In contrast to cryptojacking, where compromised system resources are used to illegally mine cryptocurrency, proxyjacking offers the ability for threat actors to utilize the victim's unused bandwidth to covertly run different services as a P2P node. This provides the advantage of not only allowing attackers to monetize the extra bandwidth with a significantly reduced resource load required to perform cryptojacking, but also reduces the likelihood of being discovered.

In June 2023, Akanamai discovered the latest campaign and said that this activity was designed to break into vulnerable SSH servers and used a Bash script, also equipped to fetch the necessary dependencies from compromised web servers, including the curl command line tool by disguising it as a CSS file ("csdark.css"). The script then actively seeks out and terminates competing instances running bandwidth-sharing programs, before launching a Docker service that shares the victim's bandwidth for profit. For criminals, the beauty of these attacks is that most of them are file-less and the files actually used, namely curls and public Docker images for the Peer2Profit and Honeygain proxy monetization services, are legitimate and will not be detected by anti-malware solutions. Proxyjacking is much less likely to be detected than cryptojacking as it only requires minimal CPU cycles and uses excess Internet bandwidth.

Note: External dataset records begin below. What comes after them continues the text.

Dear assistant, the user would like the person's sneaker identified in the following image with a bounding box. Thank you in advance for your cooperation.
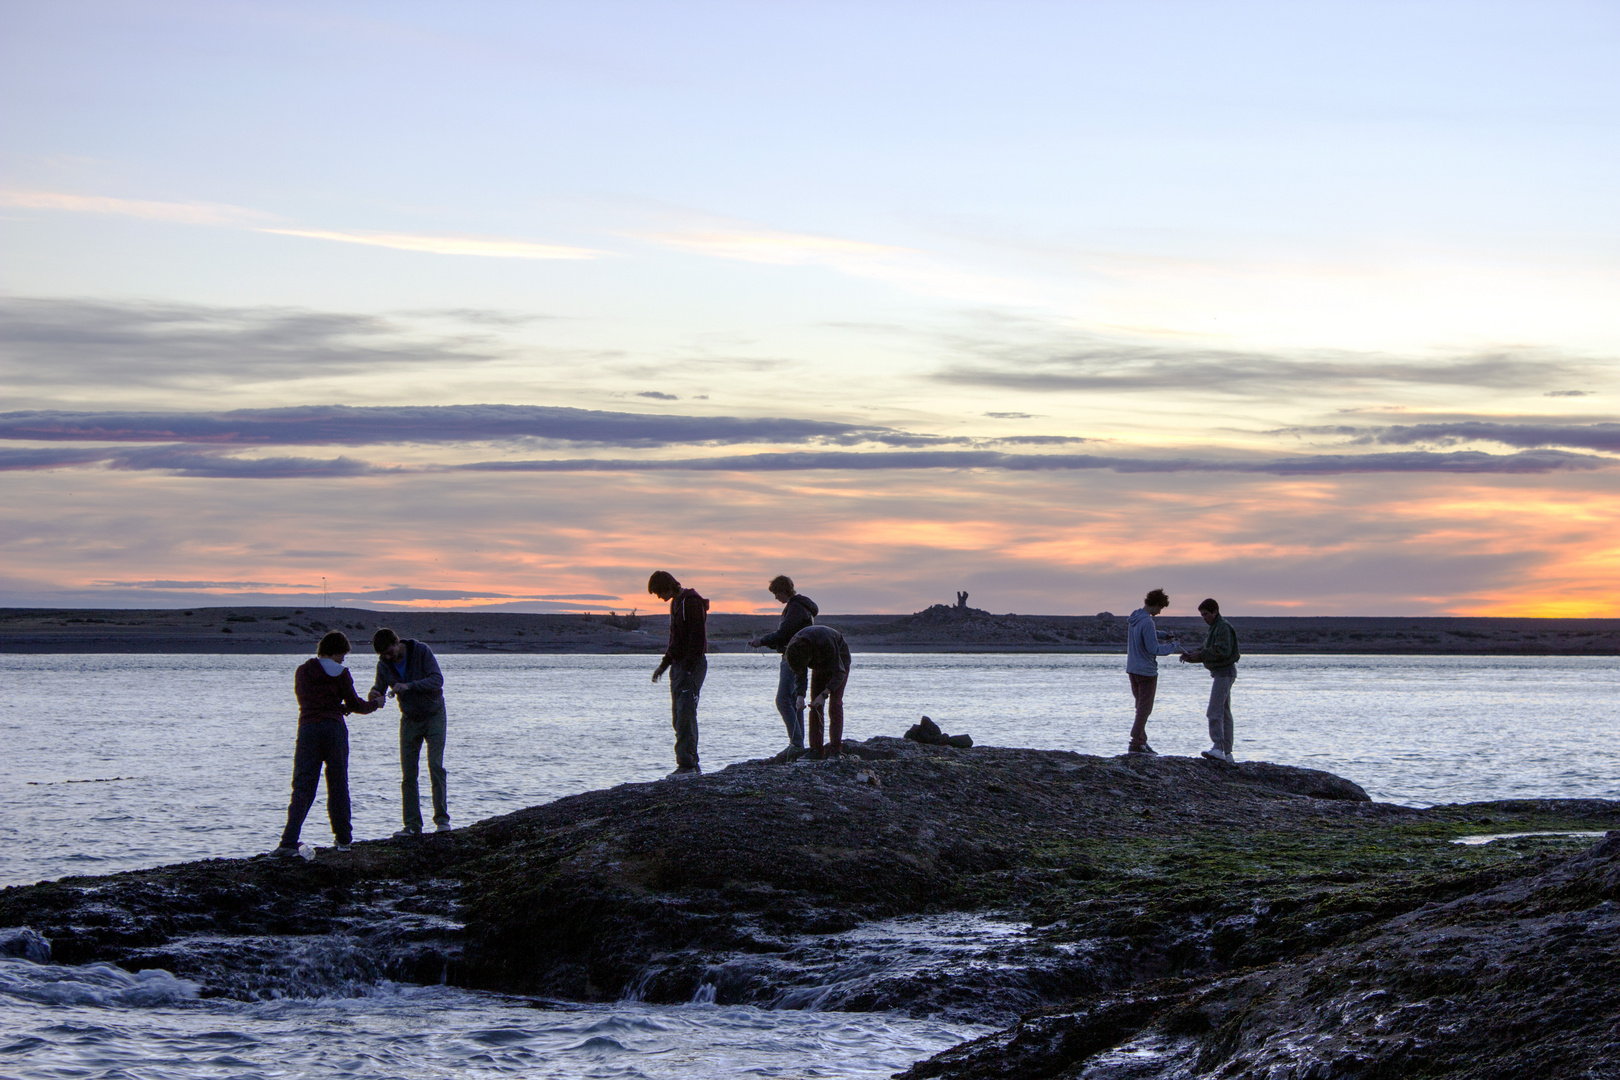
[334,842,351,852]
[435,823,453,834]
[270,845,300,858]
[1127,743,1157,756]
[667,766,701,779]
[392,828,421,840]
[1201,747,1229,763]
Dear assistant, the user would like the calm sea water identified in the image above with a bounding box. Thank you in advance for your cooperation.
[3,652,1617,1078]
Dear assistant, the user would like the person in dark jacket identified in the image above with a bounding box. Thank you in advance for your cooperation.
[1179,597,1241,763]
[785,624,851,760]
[273,632,380,856]
[369,628,450,836]
[749,574,819,756]
[649,570,709,776]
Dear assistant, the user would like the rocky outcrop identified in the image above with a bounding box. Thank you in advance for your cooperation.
[2,740,1617,1074]
[901,830,1620,1079]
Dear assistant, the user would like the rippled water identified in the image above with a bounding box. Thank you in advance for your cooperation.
[4,653,1616,888]
[0,959,980,1078]
[2,651,1616,1078]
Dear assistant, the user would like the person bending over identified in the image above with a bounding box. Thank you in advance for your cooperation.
[649,570,709,777]
[785,624,851,761]
[1124,588,1178,755]
[274,632,380,856]
[748,574,819,757]
[369,627,450,837]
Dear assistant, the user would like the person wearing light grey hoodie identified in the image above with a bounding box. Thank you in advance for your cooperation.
[1124,588,1178,755]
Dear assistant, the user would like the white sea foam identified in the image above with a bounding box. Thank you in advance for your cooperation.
[0,957,200,1007]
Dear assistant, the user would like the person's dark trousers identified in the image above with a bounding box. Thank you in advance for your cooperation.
[280,720,350,848]
[774,655,806,749]
[670,655,706,769]
[1128,673,1158,746]
[807,668,848,759]
[400,705,449,832]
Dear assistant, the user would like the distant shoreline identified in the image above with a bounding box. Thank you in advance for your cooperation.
[2,605,1617,656]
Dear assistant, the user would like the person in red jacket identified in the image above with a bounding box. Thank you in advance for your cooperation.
[272,632,381,856]
[649,570,708,777]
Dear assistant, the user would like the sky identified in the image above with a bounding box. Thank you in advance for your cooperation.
[2,0,1617,617]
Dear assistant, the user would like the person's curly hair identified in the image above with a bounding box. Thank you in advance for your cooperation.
[1144,588,1170,608]
[318,631,352,657]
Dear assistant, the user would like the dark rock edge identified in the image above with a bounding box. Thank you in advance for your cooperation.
[3,737,1618,1078]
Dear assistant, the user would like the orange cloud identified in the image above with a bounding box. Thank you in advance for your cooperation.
[2,467,1616,617]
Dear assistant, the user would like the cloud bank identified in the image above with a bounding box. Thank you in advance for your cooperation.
[936,338,1593,396]
[0,405,933,449]
[9,444,1602,479]
[0,297,500,387]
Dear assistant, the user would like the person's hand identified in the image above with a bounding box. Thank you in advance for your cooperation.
[652,665,665,683]
[391,682,408,694]
[794,695,806,712]
[811,690,829,709]
[748,636,763,648]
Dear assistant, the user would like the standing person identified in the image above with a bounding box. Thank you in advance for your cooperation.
[785,624,851,761]
[649,570,709,777]
[369,628,451,836]
[748,574,819,758]
[1125,588,1178,755]
[1180,598,1241,763]
[273,632,380,856]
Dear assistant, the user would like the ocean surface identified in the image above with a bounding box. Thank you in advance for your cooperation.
[3,652,1618,1078]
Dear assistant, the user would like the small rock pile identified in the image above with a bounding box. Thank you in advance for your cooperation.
[904,715,973,748]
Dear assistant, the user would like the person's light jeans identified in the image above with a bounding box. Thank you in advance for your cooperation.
[1207,673,1236,755]
[774,655,805,749]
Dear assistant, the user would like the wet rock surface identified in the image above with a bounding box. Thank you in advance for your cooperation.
[3,739,1618,1075]
[901,831,1620,1079]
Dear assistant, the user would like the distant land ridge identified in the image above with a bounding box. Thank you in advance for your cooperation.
[1,606,1616,655]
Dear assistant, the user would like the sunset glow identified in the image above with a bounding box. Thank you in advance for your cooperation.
[2,3,1616,616]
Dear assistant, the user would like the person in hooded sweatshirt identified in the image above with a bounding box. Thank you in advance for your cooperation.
[1124,588,1179,756]
[749,574,819,758]
[649,570,709,776]
[273,632,381,856]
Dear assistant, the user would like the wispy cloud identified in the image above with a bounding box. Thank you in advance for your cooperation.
[934,333,1593,396]
[0,297,501,387]
[0,447,115,471]
[0,404,936,448]
[1371,422,1620,453]
[94,579,320,590]
[460,448,1610,476]
[1270,421,1620,454]
[2,188,599,259]
[258,227,598,260]
[0,188,265,226]
[0,444,383,478]
[9,442,1605,478]
[104,447,383,479]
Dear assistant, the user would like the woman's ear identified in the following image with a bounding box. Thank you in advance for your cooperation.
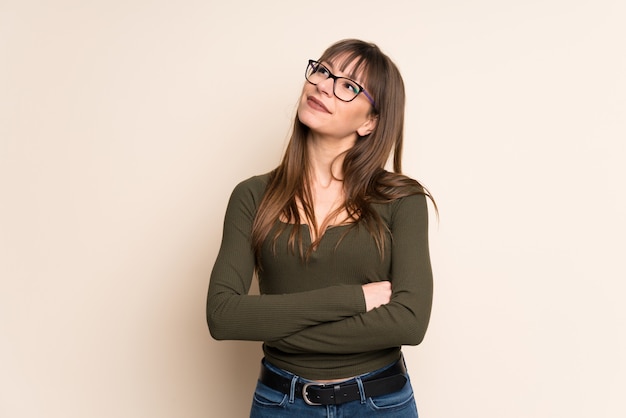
[357,114,378,137]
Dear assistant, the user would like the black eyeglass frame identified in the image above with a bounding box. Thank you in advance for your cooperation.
[305,60,377,110]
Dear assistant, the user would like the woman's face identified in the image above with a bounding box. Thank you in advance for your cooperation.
[297,58,377,143]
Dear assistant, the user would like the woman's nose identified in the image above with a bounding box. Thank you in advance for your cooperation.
[316,77,334,97]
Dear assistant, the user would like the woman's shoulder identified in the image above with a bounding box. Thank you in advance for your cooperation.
[369,170,433,216]
[234,172,272,191]
[229,172,272,207]
[372,170,426,199]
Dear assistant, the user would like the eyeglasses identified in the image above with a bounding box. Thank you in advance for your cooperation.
[305,60,377,109]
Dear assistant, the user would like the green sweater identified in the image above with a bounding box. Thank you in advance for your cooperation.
[207,173,433,380]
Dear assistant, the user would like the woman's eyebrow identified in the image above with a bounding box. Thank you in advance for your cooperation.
[320,61,334,71]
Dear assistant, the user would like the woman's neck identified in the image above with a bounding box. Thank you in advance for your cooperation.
[306,132,356,187]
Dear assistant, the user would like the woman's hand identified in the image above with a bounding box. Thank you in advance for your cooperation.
[362,281,392,312]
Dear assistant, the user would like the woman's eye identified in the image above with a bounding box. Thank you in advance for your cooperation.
[316,66,330,76]
[341,81,359,94]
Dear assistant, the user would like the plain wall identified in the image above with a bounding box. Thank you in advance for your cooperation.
[1,1,624,417]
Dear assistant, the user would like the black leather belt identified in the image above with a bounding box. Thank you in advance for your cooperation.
[258,359,408,406]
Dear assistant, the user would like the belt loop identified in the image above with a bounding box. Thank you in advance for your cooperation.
[288,375,298,403]
[355,376,366,404]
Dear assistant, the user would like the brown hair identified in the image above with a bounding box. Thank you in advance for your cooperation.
[251,39,435,265]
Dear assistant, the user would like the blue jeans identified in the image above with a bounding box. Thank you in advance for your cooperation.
[249,359,418,417]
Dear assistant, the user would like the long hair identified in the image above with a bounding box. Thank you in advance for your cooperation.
[251,39,435,265]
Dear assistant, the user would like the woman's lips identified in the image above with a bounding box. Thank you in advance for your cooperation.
[307,96,330,113]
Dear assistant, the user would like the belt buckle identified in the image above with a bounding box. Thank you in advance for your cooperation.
[302,382,323,406]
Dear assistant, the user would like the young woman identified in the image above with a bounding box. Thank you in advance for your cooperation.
[207,39,434,417]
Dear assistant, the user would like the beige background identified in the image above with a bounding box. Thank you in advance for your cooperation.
[1,0,625,417]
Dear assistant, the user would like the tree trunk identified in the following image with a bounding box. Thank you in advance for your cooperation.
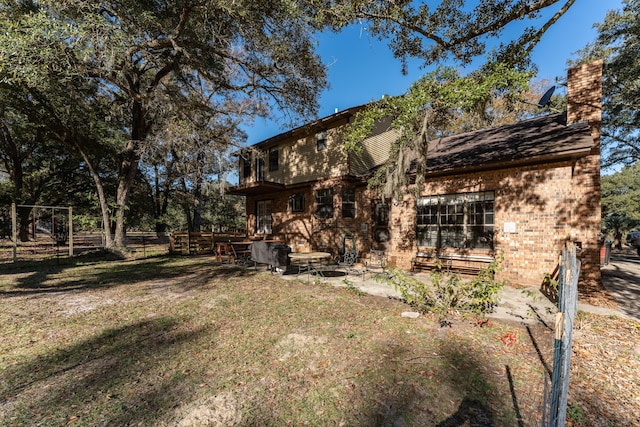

These seemingly legitimate services can be used by criminals on both sides, either to anonymize their activities or sell other people's resources, we'd rather see them disappear altogether, but they should at least improve their customer and participant verification. As for how home users can protect themselves from proxyjacking, it is by keeping systems and software up to date and using effective and secure password strategies. Akanamai also added that this campaign we saw the use of SSH to gain access to servers and install Docker containers, but previous campaigns also exploited web vulnerabilities. If you check for running local Docker services and find unwanted resource sharing on your system, you should investigate the intrusion, determine how the scripts were uploaded and executed, and perform a thorough cleanup.